CAMBRIDGE ROCK N ROLL HISTORY

GUITARIST BUBS WHITE

From The Coventry Telegraph website at:
THEIR WEB SITE

GROUNDBREAKING, hilarious, unique and irreverent - just four words that could probably
only belong to one British band. I speak of The Bonzo Dog (Doo-Dah) Band.

Fronted by 'Ginger Geezer' Viv Stanshall and a quarter of 'Pre Fab Four' The Rutles Neil Innes.

They probably will always have one leg in the 1960s.

Those who would declare them dated should take note of the current resurgence of the band and their re-formation culminating in a tour, sadly without the band's doyen of sartorial eccentricity the sadly departed Viv Stanshall.

Viv liked to recruit not just great musicians, but musicians who also looked a little eccentric.

Anthony 'Bubs' White, fitted the description to a tee.

Not only a brilliant guitarist, but at 22 stone with long hair and cherubic features, he was just what Stanshall was looking for.

Bubs was born in Cambridge on St Valentine's Day, 1944.

He had come through the ranks of skiffle bands, eventually touring as a pro-musician in The Soul Committee.

"We were playing one of these May Balls in Cambridge," reveals Bubs.

"Backing Bonzo Dog. I weighed about 22 stone at the time, with long hair in a black suit and bow tie."

Nothing was said on the night, but a few weeks later there was an advert in the Melody Maker, saying the Bonzos were looking for this fat guitarist from Cambridge.

I knew they were talking about me, so I rang them up and I joined the band.

"One early memory I have as far as playing with the band was at the North London Poly.

"I was playing a big guitar solo, and suddenly a massive cheer went up.

"I remember thinking; this is what it's like to be famous then.

"That was until I turned around and spotted The Who's iconic drummer Keith Moon who had come on stage!"

In the early 70s, Bubs played on what was the last Bonzo Dog album Let's Make Up and Be Friendly.

Although considered by most to be a contractual obligation album, it nevertheless contained a stack of classic Bonzo material.

Bubs was credited as playing the Brainbiter guitar (it was actually a souped-up Telecaster).

When the Bonzo Dog folded, Bubs joined Viv in a new venture Big Grunt.

I put it to Bubs that in the Viv Stanshall biography Ginger Geezer Viv had selected Bubs because he had an angelic face and a big frame.

"Oh yeah," replies Bubs. "In a video we did for The Marty Feldman Show he said that I should dress up as an angel.

"Viv was very sure on how he would like each person to look, and he would go for it, even if it took him years to get it.

"So I fitted in with the look, and I also happened to be a good guitarist so that was a bit of a bonus for him."

After Big Grunt, Bubs went into session work and appeared on records by The Scaffold, Steve Winwood, Jim Capaldi as well as Viv Stanshall's solo efforts such as Men Opening Umbrellas Ahead.

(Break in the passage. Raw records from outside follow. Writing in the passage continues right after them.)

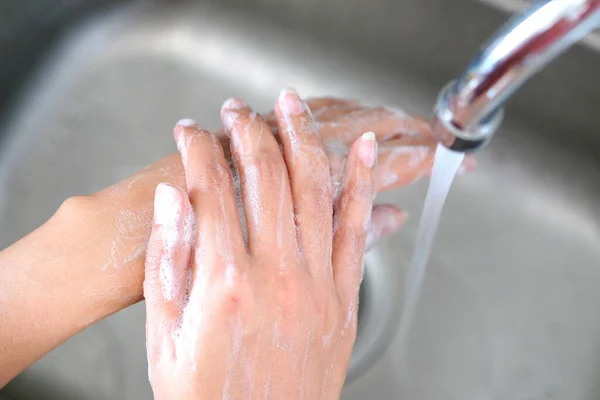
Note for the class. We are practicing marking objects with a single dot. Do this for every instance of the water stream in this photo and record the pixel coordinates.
(445, 166)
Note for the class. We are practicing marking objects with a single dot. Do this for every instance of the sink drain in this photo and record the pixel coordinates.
(379, 310)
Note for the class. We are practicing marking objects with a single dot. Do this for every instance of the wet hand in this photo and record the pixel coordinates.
(257, 298)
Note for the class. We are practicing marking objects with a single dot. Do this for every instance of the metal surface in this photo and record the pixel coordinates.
(469, 110)
(510, 308)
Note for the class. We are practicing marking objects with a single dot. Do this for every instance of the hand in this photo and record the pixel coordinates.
(273, 316)
(99, 241)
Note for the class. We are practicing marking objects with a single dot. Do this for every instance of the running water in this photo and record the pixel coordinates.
(445, 166)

By the early 80s Bubs had quit music and was working in the labs at Cambridge.

In 1982 he began a pure maths degree at Warwick University.

He hadn't been in Coventry long before he was approached by the band Quite Riot in The Freemasons, Harnall Lane and asked if he was Bubs White.

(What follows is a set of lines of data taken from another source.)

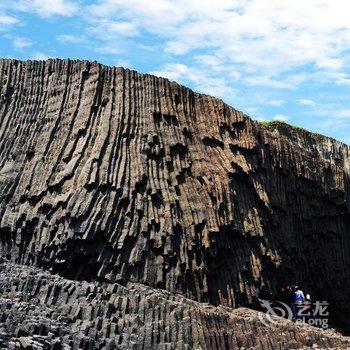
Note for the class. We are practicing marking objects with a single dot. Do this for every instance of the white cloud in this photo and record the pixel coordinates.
(258, 40)
(281, 117)
(6, 20)
(306, 102)
(45, 8)
(68, 38)
(21, 43)
(275, 103)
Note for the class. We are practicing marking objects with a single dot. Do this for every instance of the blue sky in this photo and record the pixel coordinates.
(286, 60)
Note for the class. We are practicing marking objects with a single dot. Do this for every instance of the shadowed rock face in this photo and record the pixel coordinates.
(109, 174)
(41, 311)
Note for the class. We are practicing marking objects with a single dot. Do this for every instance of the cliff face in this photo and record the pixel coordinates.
(42, 311)
(110, 174)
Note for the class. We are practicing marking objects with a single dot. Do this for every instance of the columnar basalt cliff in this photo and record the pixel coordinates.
(111, 175)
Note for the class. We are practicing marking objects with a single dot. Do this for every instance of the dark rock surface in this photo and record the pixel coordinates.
(110, 175)
(44, 311)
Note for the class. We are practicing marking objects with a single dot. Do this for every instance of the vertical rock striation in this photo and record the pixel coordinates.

Days later he was a fully-fledged member of the Quite Riot.

It finally emerged that some of the band had included former members of local folk-rock band Dando Shaft, who had remembered Bubs when they had supported the Bonzos.

Meantime Bubs worked as a part-time lecturer at Henley College, finally becoming a professional computer programmer.

Years later Bubs would work again musically with his old Quite Riot band member Rob Armstrong, and produce in their own computer studio (so far) a total of 23 albums.

Including a very interesting Christmas song that recently picked up a lot of interest.

NOTE from another site: Pop Trivia - BUBS WHITE

VIV released the single Suspicion under the name, Viv Stanshall & His Gargantuan Chums. For obvious reasons the band included Bubs, and Who mega-stars Keith Moon and John Entwhistle.

IT has to be a chance in a few billion that both Bubs and Rob Armstrong, who now collaborate together, were both in a band with "grunt" in their name. Bubs in Big Grunt and Rob in The Idiot Grunt Band (and later the New Modern Idiot Grunt Band).

BUBS, was not asked to join the Bonzo Dog reunion tour, and knew nothing about it until it was officially announced. "I wouldn't have done it, but it would have been nice to have been asked!"